The week-long war games dubbed “Vostok-2018” (East-2018), “have kicked off” in far eastern Russia and on the Pacific Ocean, the defence ministry said in a statement.
It released video footage of military vehicles, planes, helicopters and ships getting into position for the initial stage of the drills.
The drills, which include the Chinese and Mongolian armies, have been condemned by NATO as a rehearsal for “large-scale conflict”.
President Vladimir Putin is expected to attend Vostok-2018 after hosting an economic forum in Russia’s far eastern city Vladivostok where his Chinese counterpart Xi Jinping is one of the prominent guests.

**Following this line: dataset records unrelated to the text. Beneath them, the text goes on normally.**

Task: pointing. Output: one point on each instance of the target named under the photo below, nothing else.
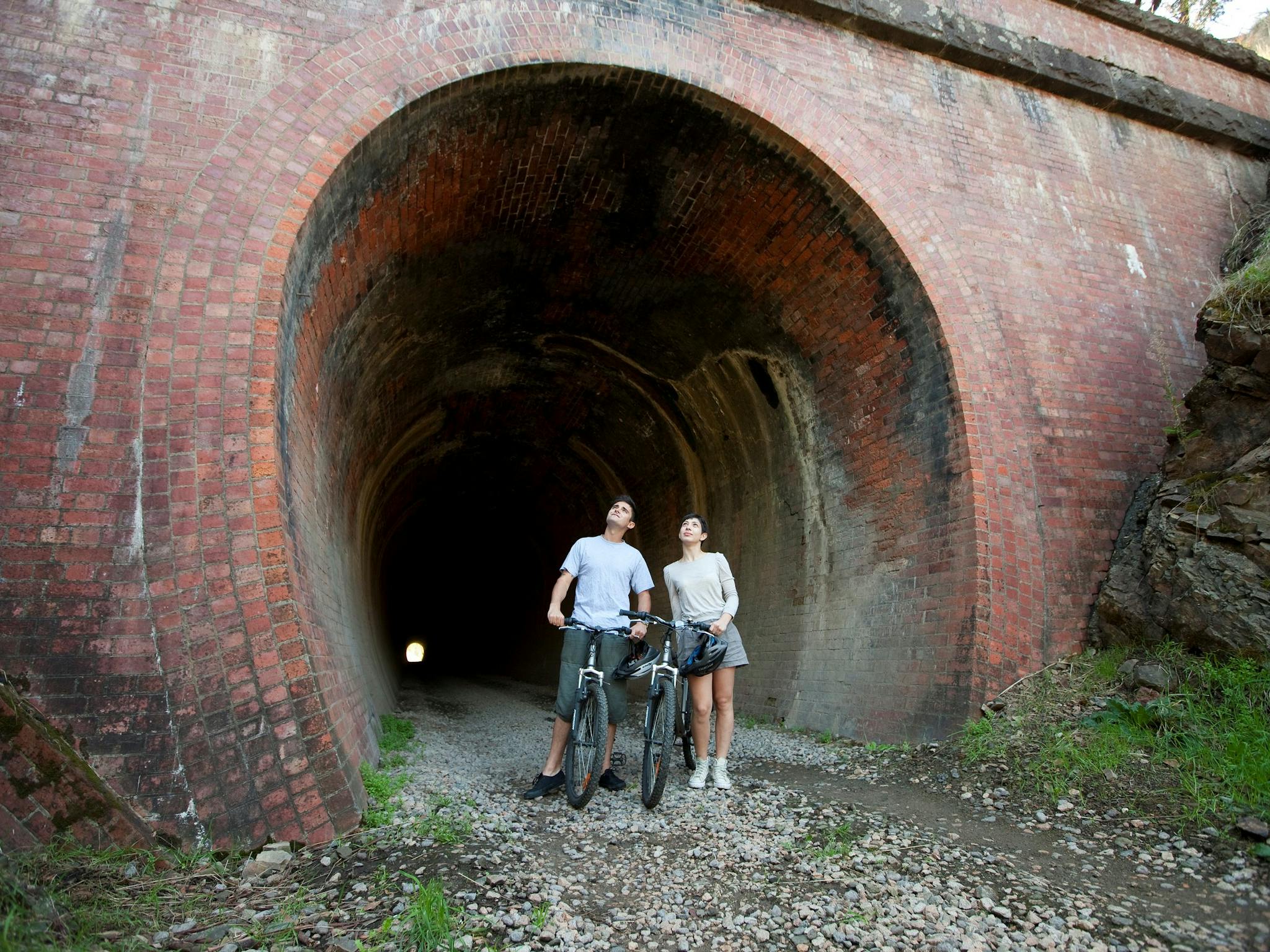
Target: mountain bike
(666, 716)
(588, 730)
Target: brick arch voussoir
(244, 213)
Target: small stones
(1253, 827)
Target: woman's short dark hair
(628, 500)
(700, 518)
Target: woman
(703, 591)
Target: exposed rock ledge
(1193, 559)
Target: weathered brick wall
(973, 335)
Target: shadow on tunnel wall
(527, 293)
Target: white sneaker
(722, 781)
(698, 781)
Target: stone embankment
(1193, 559)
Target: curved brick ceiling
(526, 293)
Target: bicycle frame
(665, 668)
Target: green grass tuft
(836, 843)
(381, 787)
(430, 920)
(1203, 749)
(398, 734)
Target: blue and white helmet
(638, 663)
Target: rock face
(1193, 559)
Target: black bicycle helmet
(638, 663)
(705, 656)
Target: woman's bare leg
(703, 697)
(724, 679)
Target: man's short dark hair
(700, 518)
(628, 500)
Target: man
(607, 570)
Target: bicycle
(588, 730)
(665, 720)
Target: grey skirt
(733, 658)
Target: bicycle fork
(660, 671)
(588, 673)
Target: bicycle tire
(683, 725)
(585, 753)
(657, 746)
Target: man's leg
(556, 756)
(609, 747)
(572, 655)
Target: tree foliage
(1189, 13)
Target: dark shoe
(545, 785)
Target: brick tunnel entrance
(528, 291)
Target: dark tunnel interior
(528, 293)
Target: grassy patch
(66, 896)
(397, 734)
(381, 787)
(837, 842)
(539, 917)
(430, 920)
(443, 823)
(1202, 752)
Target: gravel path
(815, 847)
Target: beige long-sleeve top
(701, 591)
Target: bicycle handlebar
(571, 622)
(649, 619)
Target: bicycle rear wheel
(585, 753)
(683, 725)
(658, 743)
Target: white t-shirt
(607, 574)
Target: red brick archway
(277, 753)
(263, 753)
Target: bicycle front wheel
(585, 754)
(658, 743)
(683, 725)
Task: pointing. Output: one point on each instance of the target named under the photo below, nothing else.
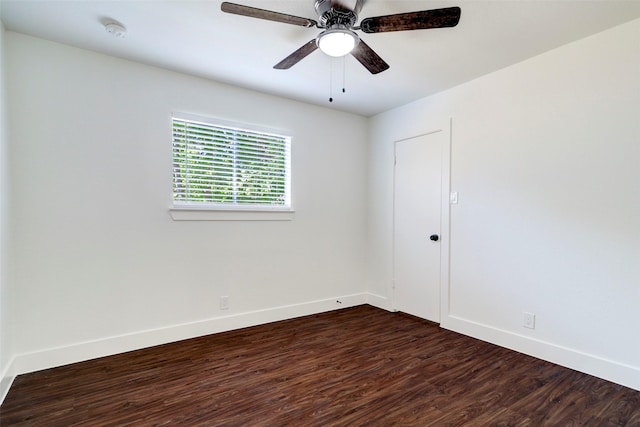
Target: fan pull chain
(344, 73)
(331, 80)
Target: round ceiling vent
(116, 29)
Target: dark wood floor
(353, 367)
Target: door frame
(444, 125)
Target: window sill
(200, 214)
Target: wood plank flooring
(355, 367)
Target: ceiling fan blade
(422, 20)
(297, 56)
(254, 12)
(367, 57)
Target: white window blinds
(220, 166)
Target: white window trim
(221, 212)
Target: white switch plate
(528, 320)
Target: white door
(417, 224)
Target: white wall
(101, 267)
(6, 376)
(546, 160)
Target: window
(219, 166)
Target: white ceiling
(195, 37)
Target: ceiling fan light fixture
(337, 41)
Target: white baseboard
(379, 301)
(616, 372)
(53, 357)
(6, 380)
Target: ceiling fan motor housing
(338, 12)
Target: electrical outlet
(528, 320)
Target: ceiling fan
(338, 19)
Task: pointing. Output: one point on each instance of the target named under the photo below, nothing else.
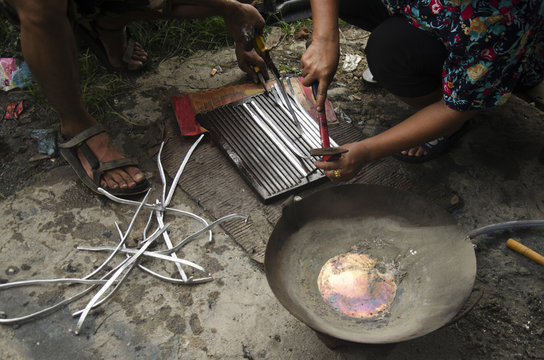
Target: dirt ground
(508, 320)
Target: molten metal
(353, 285)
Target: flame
(352, 285)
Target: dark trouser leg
(405, 60)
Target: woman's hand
(319, 63)
(348, 165)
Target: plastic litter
(14, 76)
(46, 138)
(351, 61)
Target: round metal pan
(435, 260)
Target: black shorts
(405, 60)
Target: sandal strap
(82, 136)
(119, 163)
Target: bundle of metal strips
(131, 257)
(258, 136)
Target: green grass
(161, 38)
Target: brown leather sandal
(69, 148)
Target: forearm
(205, 8)
(429, 123)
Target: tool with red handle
(328, 153)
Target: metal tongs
(264, 52)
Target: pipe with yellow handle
(524, 250)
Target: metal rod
(276, 141)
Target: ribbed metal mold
(258, 136)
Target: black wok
(436, 260)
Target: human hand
(319, 63)
(347, 165)
(244, 22)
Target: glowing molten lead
(352, 285)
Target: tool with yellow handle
(524, 250)
(262, 50)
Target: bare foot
(102, 147)
(104, 150)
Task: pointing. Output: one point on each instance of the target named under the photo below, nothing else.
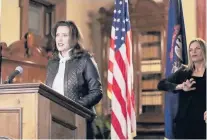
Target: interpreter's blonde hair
(202, 44)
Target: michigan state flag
(176, 56)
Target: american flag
(120, 75)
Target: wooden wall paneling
(201, 18)
(34, 65)
(28, 125)
(14, 128)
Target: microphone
(18, 70)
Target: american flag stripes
(120, 75)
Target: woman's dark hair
(77, 49)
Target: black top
(192, 104)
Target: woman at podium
(190, 83)
(72, 71)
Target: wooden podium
(35, 111)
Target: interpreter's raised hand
(187, 85)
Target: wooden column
(201, 18)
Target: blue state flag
(176, 56)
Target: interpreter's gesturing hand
(187, 85)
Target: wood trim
(201, 18)
(48, 93)
(61, 122)
(15, 110)
(60, 12)
(24, 6)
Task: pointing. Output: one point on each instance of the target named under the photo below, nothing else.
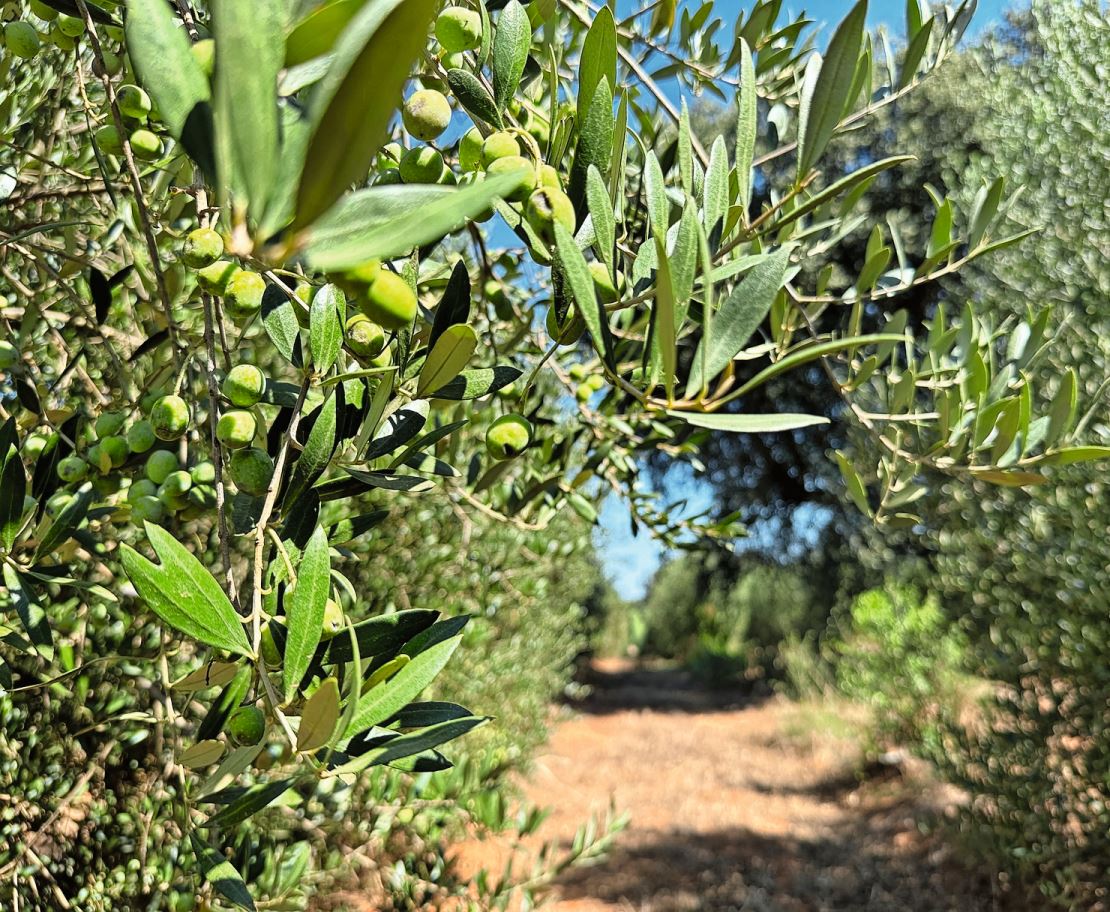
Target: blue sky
(629, 561)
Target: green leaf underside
(183, 594)
(385, 222)
(305, 609)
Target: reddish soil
(736, 803)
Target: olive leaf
(304, 609)
(320, 716)
(183, 594)
(447, 357)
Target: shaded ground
(734, 808)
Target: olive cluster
(27, 38)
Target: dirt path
(733, 809)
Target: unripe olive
(244, 385)
(236, 428)
(520, 166)
(421, 165)
(203, 52)
(33, 446)
(203, 473)
(9, 355)
(245, 726)
(21, 39)
(72, 468)
(426, 113)
(201, 496)
(133, 102)
(470, 150)
(603, 283)
(145, 145)
(142, 487)
(384, 360)
(252, 470)
(498, 145)
(108, 424)
(243, 293)
(175, 484)
(270, 652)
(44, 12)
(458, 29)
(148, 508)
(364, 337)
(202, 247)
(108, 140)
(160, 464)
(214, 279)
(70, 26)
(508, 436)
(141, 436)
(390, 301)
(333, 619)
(117, 449)
(170, 417)
(546, 208)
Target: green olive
(458, 29)
(236, 428)
(426, 113)
(243, 294)
(108, 140)
(364, 337)
(202, 247)
(520, 166)
(252, 470)
(470, 150)
(508, 436)
(133, 102)
(390, 302)
(160, 464)
(244, 385)
(145, 145)
(421, 165)
(245, 726)
(148, 508)
(498, 145)
(546, 208)
(72, 468)
(170, 417)
(215, 277)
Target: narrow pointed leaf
(304, 610)
(349, 123)
(447, 358)
(183, 594)
(739, 316)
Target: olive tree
(250, 284)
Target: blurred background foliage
(981, 639)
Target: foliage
(898, 654)
(180, 209)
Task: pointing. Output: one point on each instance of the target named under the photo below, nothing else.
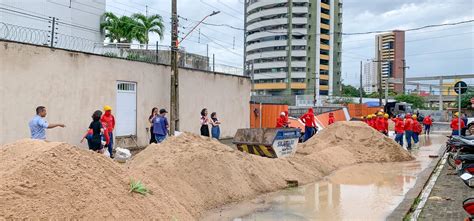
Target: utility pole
(174, 100)
(404, 74)
(360, 88)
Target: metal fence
(154, 53)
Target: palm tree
(111, 27)
(146, 25)
(118, 29)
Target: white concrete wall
(72, 85)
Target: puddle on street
(360, 192)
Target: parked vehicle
(465, 168)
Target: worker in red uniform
(282, 121)
(109, 120)
(385, 117)
(380, 123)
(427, 121)
(455, 124)
(331, 118)
(416, 129)
(310, 125)
(408, 126)
(399, 130)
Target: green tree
(119, 29)
(416, 100)
(144, 25)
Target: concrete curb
(404, 207)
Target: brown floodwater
(359, 192)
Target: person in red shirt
(455, 124)
(385, 119)
(408, 126)
(380, 123)
(310, 125)
(331, 118)
(282, 121)
(427, 121)
(109, 120)
(399, 130)
(416, 129)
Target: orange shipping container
(265, 115)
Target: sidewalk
(445, 201)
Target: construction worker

The military exercises come at a time of escalating tensions between Moscow and the West over accusations of Russian interference in western affairs and ongoing conflicts in Ukraine and Syria.
The Russian army has compared the show of force to the USSR’s 1981 war games that saw between 100,000 and 150,000 Warsaw Pact soldiers take part in “Zapad-81” (West-81) — the largest military exercises of the Soviet era.
But Defence Minister Sergei Shoigu said these exercises are even larger, with 300,000 soldiers, 36,000 military vehicles, 1,000 planes and 80 warships taking part in the drills.
“Imagine 36,000 military vehicles moving at the same time: tanks, armoured personnel carriers, infantry fighting vehicles — and all of this, of course, in conditions as close to a combat situation as possible,” Shoigu said.
The Russian army is rolling out all of its latest additions for the event: Iskander missiles that can carry nuclear warheads, T-80 and T-90 tanks and its recent Su-34 and Su-35 fighter planes.
At sea, the Russian fleet is deploying several frigates equipped with Kalibr missiles that have been used in Syria.
Wednesday will see games featuring anti-aircraft technology, while the main event will be on Thursday, the defence ministry told journalists covering the event in eastern Siberia.
NATO said that Vostok-2018 “demonstrates Russia’s focus on exercising large-scale conflict”.
“It fits into a pattern we have seen over some time — a more assertive Russia, significantly increasing its defence budget and its military presence,” the alliance’s spokesman Dylan White said late August.